ミャンマーのチン族

先週GCCに来た韓国トーチトリニティ神学校宣教チームの一人ディビッド君は、ミャンマーの山岳部族チン族の出身でした。ミャンマー(人口約5000万)は8つの部族からなる仏教国ですが、チン族(人口300万)だけは98%がクリスチャンです。どうしてそうなったのか。以下はディビッド君の証言です。

チン族は、100年前までは精霊信仰の部族でした。人々は崇りに遭わないように精霊たち拝んでいました。人々の心を支配していたのは恐れでした。1904年、そんなチン族の居住地域に、アメリカからハーバード・コープ宣教師夫妻がやってきました。彼らはチン族への福音宣教のために断食と祈りを続け、文字をもたなかったチン族のためにアルファベットの表記と辞書を作り、学校を建て、聖書をチン族の言葉に翻訳しました。

やがてキリストを信じる人が出てきましたが、精霊の祟りを恐れる人たちに徹底的に迫害されました。ディビッド君の母親(結婚前)もその一人でした。父親にキリストを捨てることを強要されて、「こんな平安を一度味わった後で捨てることはできない。
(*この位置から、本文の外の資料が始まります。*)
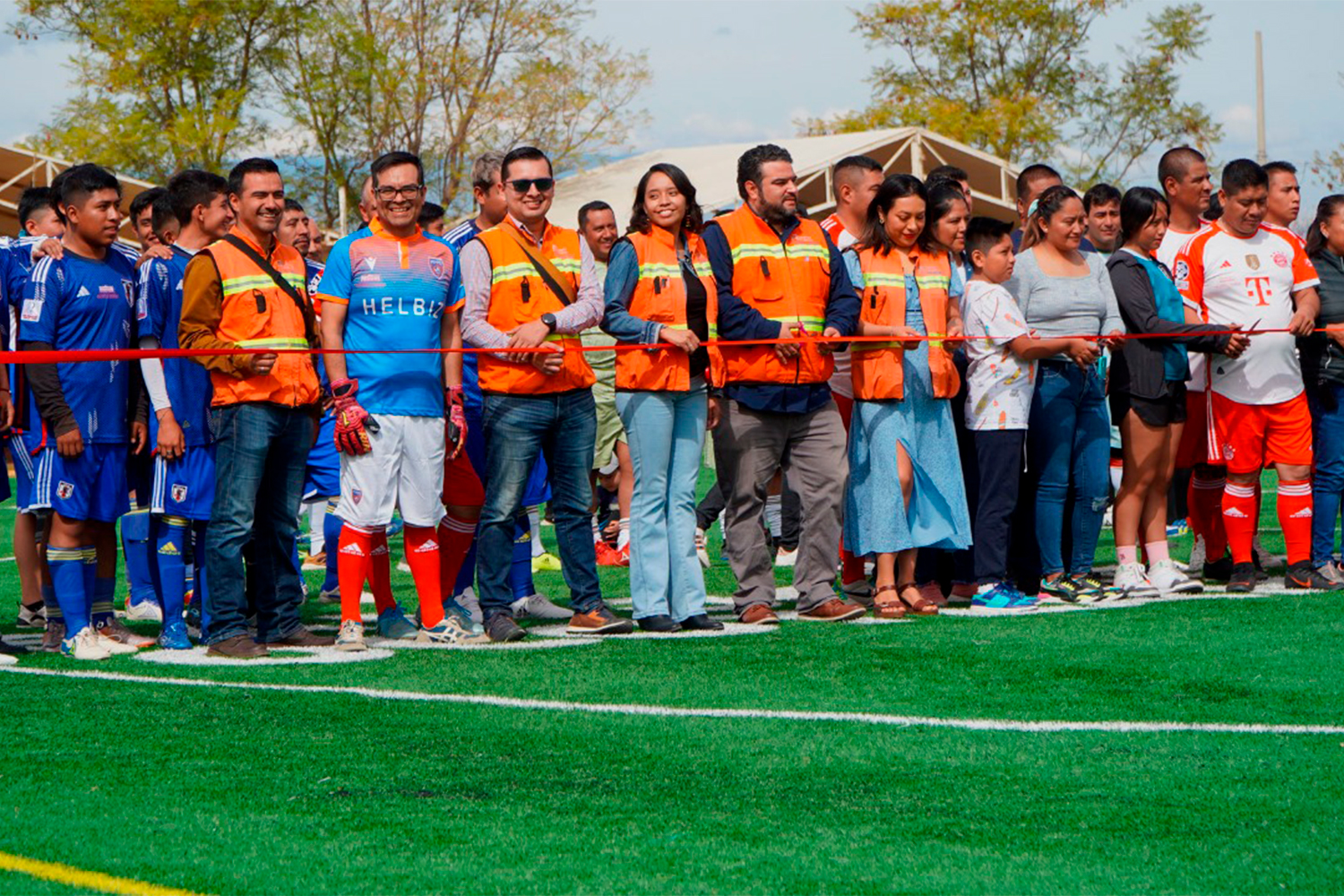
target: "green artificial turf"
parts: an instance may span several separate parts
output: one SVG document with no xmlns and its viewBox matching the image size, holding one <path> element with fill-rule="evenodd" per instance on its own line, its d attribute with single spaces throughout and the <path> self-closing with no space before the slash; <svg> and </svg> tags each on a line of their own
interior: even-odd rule
<svg viewBox="0 0 1344 896">
<path fill-rule="evenodd" d="M 707 578 L 731 590 L 722 564 Z M 629 594 L 624 570 L 602 582 Z M 563 594 L 559 574 L 538 583 Z M 12 564 L 0 584 L 17 592 Z M 403 574 L 394 586 L 414 594 Z M 1339 725 L 1340 607 L 1266 594 L 352 665 L 93 668 L 692 708 Z M 305 613 L 320 623 L 332 607 Z M 3 672 L 0 705 L 0 852 L 196 892 L 1344 891 L 1344 735 L 612 716 Z M 75 891 L 0 873 L 0 895 L 55 892 Z"/>
</svg>

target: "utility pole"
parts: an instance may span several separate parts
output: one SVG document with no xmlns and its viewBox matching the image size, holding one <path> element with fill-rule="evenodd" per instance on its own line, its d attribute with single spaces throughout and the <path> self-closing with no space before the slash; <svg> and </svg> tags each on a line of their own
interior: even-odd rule
<svg viewBox="0 0 1344 896">
<path fill-rule="evenodd" d="M 1265 152 L 1265 55 L 1259 31 L 1255 32 L 1255 161 L 1262 165 L 1269 161 Z"/>
</svg>

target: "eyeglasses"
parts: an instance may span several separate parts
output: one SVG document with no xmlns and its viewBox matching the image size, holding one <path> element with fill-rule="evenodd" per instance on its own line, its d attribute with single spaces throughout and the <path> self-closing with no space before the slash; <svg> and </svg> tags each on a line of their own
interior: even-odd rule
<svg viewBox="0 0 1344 896">
<path fill-rule="evenodd" d="M 425 184 L 410 184 L 407 187 L 379 187 L 374 191 L 383 201 L 394 199 L 415 199 L 425 192 Z"/>
<path fill-rule="evenodd" d="M 536 192 L 548 193 L 555 188 L 554 177 L 519 177 L 517 180 L 508 181 L 508 185 L 513 188 L 519 195 L 526 196 L 531 192 L 532 187 L 536 187 Z"/>
</svg>

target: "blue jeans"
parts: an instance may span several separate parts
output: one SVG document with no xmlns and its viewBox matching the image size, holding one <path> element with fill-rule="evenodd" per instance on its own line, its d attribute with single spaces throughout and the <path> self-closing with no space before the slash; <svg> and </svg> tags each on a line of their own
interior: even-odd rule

お父さんも味わってみて」と言ったがために、家を追い出されました。彼女は森の中で祈り、自分で賛美歌を作り、毎日が奇跡の連続で、命をつなぐことができました。そして、同じように家を追い出されたクリスチャン男性と結婚、ディビッド君が生まれました。

迫害が広がるとともに、クリスチャンも増加しました。ディビッド君の父親を銃で狙った男が後に悔い改めて牧師になるなど、数々の奇跡的な出来事が続きました。父親は20の教会を建て、多くの牧師や神学校の教師を育てました。その父に育てられたディビッド君の確信、それは「迫害は教会を消し去ることはできない。逆に教会に力を与える」です。

今日、チン族はミャンマー全体に対する宣教部族となりました。彼らはそのために主に選ばれた部族だと自覚しています。教会は他部族によってたびたび襲撃されていますが、迫害とともに福音はミャンマーに広がっていくことでしょう。ディビッド君も卒業後はミャンマーへの宣教師として帰国します。